Diamhea, February 1st, 2015
Written based on this version: 2011, Digital, Independent

Seth.ECT is a reasonably interesting band. One look at the track titles and overall aesthetic presentation of Godspeak should make this come as no real surprise, but this only accounts for mere window dressing. The question is whether or not these Turks pull off the frankly abstruse industrial death metal style proficiently and with sufficient creative merit to mitigate the expected gaps in appeal that stem from yet another relatively standard riff set that challenges few boundaries. What I initially expected to be a two-faced style predictably melding electronica fare with palm-muted, grumbly guitars, actually turned out to be a triple-threat of sorts, throwing in an additional volley that comes in the form of some sort of amorphous world music played by traditional instruments. It sounds like it would be pure chaos, and while it does come damn close at times, Godspeak is just a fucking cool listen and avant-garde exercise that clutches onto its abnormalities in a manner similar to The Monolith Deathcult.

So through that, Seth.ECT is an easy band to simply brush off as a visual one-trick pony, but the music largely holds up. Relatively standard groovy death metal is the apparent order of the day here, bordering on the monolithic industrial conglomeration of acts like Septicflesh and especially Vesania, so the framework is certainly of the load bearing variety. With nothing necessarily lost concerning the metal constituent, this sets the stage for the synths to take over and project the sound even further. Honestly, the electronic element isn't nearly as pronounced as I expected going into this thing, but that doesn't meant that there is a marked void present. The keyboards contribute dark and manic soundscapes that the band uses as a springboard to sell their regional mystique. Think lots of exotic scale runs that skitter to and fro between more corporeal instrumentation and straight-up techno/trance throbbing. Most songs start strongly in this manner, like the dreary and foreboding "HeartBeat," or the more upbeat (and arguably irritating) "Call of Ancients."
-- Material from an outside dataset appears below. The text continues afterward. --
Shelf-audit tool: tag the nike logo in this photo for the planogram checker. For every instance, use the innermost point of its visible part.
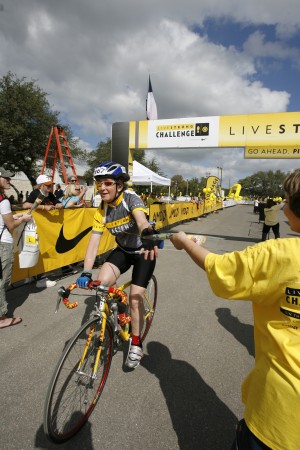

Godspeak seems to run a smidgen long for my liking, and I continually found myself pining for more diversity in tone, as many of these tracks are interchangeable in style and substance. The best number is actually "When the Simurgs Collapse," which is unreasonably heavy and sounds like some sort of bizarre Melechesh-Ministry hybrid. I don't know what to think of most of it, but I do know that it is easily the best track here and fucking rocks the house with that monster slowed-down groove riff near the halfway point. The solo is also really splendid, mainly due to how it dials in with the backing riff. The album actually gets better as it goes, with the last three or four tracks all delivering the goods without reprieve or loss in lasting power. Altay and Parlak are the two masterminds of the project, and while Altay's vocals are pretty standard exhaled death metal fare, he contributes the electronic sections, with Parlak penning the more traditional orchestrations. This is a great mix of styles.

And that is what makes Godspeak work for me. It isn't a great record, but it definitely introduces us to a band that just doesn't give a fuck and goes all out in both the studio and concerning their stage shows. A number of these tracks have made my repeat list, and the mix is glossy and easy on the ears, emphasizing the band's sonic strengths and never shying away from the almighty riff, even in the fact of such flagrant electronic abuse. Seth.ECT execute this manic style well, and those in the search for some industrial death metal that favors the dystopian will find some value here. More maturation will help this band immeasurably, so long as they retain enough of the sonic spasticity evident here to hold on to the piercing trident of appeals that I mentioned earlier. Strange, but good, stuff.